Growth needs an increase in consumer demand. A part of that increased demand, especially when actual wages are stagnant, depends on credit to be solvent. But consumer credit must grow much faster than the demand it generates. At some point it can no longer grow fast enough, and consumer demand begins to contract. Then growth slows down as does investment in production, and the speculative cycle begins in earnest. The credit bubble burst in 2007/08 and never got going again. Even subprime motorcar credits have been unable to push up the growth rate to a significant level. As a result, dividends and interest have poured onto the stock market, moving up the price of shares and bonds to unprecedented heights, and pushing down the rates of interest and earnings per share to historic lows.

In 1930 Keynes published a short essay in which he imagined how things might be a century later.
When the accumulation of wealth is no longer of high social importance, there will be great changes in the code of morals.

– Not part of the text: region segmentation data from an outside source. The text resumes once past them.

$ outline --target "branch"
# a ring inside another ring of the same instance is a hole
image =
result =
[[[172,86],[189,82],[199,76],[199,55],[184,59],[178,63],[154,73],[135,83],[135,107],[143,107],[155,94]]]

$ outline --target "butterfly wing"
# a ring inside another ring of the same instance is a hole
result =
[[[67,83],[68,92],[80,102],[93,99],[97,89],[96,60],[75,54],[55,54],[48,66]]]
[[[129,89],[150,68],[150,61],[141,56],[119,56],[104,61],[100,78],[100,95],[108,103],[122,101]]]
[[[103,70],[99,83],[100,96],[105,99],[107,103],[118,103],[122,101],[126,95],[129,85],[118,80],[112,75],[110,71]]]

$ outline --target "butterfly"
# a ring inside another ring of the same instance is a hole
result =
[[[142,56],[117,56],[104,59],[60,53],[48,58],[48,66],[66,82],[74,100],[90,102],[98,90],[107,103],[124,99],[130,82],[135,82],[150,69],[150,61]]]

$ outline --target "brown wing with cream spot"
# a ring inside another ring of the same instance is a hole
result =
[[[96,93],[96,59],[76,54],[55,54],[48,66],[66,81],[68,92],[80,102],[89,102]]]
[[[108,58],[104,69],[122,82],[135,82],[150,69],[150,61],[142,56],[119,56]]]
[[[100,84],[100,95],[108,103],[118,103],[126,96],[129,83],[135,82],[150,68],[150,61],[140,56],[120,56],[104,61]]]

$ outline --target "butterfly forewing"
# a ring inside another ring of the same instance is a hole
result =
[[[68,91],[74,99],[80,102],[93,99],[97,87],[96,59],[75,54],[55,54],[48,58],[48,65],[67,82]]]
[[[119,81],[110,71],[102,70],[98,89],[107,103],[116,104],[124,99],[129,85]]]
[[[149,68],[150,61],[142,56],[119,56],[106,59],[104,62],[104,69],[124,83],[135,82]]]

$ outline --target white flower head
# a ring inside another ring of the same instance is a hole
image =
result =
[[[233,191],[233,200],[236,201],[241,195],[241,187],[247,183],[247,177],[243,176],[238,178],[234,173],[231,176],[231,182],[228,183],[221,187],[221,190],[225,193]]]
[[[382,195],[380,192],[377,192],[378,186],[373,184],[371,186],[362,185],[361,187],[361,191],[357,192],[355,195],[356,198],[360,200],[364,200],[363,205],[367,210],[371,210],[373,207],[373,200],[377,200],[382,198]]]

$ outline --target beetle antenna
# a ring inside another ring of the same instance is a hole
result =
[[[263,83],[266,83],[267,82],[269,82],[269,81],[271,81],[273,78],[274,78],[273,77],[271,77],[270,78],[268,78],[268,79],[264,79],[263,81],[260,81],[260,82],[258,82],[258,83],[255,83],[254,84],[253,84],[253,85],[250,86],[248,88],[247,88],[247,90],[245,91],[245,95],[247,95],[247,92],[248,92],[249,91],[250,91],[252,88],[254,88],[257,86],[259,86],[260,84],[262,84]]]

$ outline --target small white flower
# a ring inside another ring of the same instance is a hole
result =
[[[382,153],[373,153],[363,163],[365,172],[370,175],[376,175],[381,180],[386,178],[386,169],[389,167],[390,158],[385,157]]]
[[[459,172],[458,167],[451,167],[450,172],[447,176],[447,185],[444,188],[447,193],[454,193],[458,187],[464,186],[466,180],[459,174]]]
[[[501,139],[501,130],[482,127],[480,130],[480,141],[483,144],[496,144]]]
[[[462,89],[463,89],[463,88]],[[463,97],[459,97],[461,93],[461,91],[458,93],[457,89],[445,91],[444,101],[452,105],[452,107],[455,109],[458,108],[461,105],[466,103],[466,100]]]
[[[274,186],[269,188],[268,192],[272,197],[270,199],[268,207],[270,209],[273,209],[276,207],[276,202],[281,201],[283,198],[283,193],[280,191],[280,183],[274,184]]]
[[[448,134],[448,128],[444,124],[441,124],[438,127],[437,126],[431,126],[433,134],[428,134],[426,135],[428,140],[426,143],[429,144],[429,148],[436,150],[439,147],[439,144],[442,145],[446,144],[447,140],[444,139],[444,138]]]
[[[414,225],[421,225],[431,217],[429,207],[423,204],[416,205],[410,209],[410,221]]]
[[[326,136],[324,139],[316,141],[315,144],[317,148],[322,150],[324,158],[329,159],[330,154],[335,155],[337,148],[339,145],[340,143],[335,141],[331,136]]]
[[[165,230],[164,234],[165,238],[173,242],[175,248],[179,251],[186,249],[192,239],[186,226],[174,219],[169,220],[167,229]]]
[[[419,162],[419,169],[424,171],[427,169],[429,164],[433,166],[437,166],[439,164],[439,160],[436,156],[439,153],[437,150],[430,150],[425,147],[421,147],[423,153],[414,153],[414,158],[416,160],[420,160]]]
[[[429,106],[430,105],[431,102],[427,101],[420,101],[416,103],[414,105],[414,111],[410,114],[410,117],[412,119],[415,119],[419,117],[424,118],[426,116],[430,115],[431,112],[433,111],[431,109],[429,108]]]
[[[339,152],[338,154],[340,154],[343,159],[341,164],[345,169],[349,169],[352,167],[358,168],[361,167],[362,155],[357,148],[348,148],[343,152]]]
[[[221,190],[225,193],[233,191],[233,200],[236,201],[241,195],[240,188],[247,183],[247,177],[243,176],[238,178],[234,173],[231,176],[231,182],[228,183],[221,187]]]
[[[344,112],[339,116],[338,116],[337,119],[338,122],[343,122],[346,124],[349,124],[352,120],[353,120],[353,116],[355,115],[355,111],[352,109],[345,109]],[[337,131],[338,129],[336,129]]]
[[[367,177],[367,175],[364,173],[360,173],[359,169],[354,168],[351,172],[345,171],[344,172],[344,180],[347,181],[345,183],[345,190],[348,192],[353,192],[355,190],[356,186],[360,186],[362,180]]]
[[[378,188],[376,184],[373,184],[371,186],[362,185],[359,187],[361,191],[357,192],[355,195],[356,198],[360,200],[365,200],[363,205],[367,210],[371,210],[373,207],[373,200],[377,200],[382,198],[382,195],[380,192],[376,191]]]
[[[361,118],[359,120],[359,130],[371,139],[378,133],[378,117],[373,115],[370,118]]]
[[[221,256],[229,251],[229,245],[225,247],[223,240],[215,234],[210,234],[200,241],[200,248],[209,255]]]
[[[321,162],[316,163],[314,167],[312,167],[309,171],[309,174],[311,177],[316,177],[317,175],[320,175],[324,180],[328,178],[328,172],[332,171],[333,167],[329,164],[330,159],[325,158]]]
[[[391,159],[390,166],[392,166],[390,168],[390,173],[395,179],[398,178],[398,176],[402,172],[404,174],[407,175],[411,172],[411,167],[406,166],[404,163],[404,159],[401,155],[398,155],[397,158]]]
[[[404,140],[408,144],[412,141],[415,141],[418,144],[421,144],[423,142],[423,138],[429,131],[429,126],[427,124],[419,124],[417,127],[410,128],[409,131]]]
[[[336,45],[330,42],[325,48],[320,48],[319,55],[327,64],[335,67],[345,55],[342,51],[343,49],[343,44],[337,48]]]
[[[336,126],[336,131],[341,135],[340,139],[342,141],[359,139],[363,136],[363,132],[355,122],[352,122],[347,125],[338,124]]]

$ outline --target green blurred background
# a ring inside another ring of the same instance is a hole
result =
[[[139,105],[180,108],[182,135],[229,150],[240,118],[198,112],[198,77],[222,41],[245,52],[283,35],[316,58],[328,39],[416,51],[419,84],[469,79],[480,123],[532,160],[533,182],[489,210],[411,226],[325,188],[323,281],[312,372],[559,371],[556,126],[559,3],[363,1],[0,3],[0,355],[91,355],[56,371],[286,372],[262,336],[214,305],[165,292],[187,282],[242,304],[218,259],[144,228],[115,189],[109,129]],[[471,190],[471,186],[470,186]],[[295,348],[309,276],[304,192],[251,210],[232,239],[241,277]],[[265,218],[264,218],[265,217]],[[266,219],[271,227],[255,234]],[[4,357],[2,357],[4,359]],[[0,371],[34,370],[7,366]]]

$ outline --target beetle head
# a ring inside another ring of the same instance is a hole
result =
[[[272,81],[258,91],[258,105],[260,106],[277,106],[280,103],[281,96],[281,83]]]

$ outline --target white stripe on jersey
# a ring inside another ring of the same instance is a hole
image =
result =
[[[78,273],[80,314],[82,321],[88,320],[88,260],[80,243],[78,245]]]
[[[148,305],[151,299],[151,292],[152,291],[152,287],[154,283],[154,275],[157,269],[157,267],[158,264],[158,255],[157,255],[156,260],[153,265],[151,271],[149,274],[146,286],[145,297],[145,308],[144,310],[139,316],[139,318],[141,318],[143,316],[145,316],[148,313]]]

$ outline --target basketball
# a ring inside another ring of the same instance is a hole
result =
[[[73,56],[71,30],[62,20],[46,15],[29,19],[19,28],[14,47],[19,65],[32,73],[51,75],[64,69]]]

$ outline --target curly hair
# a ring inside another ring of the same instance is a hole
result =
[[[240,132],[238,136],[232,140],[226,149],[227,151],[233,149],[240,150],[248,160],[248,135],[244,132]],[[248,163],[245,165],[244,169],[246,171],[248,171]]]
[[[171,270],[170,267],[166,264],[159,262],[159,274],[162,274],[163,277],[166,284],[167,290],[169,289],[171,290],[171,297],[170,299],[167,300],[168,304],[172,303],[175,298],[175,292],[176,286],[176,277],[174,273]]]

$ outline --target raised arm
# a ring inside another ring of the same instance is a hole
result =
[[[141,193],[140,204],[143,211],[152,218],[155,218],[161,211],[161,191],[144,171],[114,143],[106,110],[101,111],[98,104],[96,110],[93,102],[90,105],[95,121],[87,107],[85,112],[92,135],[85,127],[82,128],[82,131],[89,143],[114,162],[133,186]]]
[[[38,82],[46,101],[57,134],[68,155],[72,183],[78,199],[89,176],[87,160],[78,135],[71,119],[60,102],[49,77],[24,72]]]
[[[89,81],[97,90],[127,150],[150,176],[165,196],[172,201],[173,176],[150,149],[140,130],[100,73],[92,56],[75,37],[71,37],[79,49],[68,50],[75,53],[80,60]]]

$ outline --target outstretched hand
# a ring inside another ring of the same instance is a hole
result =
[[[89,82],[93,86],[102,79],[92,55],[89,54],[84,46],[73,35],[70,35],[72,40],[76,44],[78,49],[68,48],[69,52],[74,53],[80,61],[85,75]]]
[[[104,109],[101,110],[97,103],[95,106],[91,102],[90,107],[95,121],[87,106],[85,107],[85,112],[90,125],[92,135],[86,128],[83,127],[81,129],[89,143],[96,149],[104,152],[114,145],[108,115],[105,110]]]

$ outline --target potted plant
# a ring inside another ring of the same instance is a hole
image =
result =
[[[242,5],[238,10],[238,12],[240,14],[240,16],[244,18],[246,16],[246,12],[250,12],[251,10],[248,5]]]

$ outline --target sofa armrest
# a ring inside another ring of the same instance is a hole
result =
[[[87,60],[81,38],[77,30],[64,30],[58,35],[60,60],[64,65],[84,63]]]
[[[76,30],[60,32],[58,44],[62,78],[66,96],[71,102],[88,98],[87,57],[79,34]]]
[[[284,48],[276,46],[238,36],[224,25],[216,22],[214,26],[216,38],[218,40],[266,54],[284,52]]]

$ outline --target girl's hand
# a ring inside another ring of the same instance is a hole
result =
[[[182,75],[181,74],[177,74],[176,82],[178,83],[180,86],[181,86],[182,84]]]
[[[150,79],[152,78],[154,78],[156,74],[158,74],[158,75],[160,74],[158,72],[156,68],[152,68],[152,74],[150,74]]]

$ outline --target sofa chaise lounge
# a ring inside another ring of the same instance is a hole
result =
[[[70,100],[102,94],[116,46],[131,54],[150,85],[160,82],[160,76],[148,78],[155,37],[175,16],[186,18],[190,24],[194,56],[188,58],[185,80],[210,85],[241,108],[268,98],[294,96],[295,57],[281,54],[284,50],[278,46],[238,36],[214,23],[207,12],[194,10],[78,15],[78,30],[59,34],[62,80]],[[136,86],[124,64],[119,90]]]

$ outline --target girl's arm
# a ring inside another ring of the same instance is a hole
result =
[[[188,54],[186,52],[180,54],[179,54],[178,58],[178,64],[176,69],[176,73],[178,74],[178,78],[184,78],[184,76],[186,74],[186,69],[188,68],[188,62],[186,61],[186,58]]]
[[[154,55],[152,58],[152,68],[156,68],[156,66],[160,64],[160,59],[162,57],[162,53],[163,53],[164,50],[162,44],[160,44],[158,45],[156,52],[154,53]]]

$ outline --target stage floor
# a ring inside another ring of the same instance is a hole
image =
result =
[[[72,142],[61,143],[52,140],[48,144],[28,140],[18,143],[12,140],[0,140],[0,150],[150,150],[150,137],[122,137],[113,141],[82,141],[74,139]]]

We shall be able to rid ourselves of many of the pseudo-moral principles which have hag-ridden us for two hundred years, by which we have exalted some of the most distasteful of human qualities into the position of the highest virtues. We shall be able to afford to dare to assess the money-motive at its true value. The love of money as a possession – as distinguished from the love of money as a means to the enjoyments and realities of life – will be recognised for what it is, a somewhat disgusting morbidity, one of those semi-criminal, semi-pathological propensities which one hands over with a shudder to the specialists in mental disease. All kinds of social customs and economic practices, affecting the distribution of wealth and of economic rewards and penalties, which we now maintain at all costs, however distasteful and unjust they may be in themselves, because they are tremendously useful in promoting the accumulation of capital, we shall then be free, at last, to discard.” (2)
It was pleasant idea then and still is, but persistent wars and poverty, along with pollution and climate change, will probably stop it from ever becoming reality.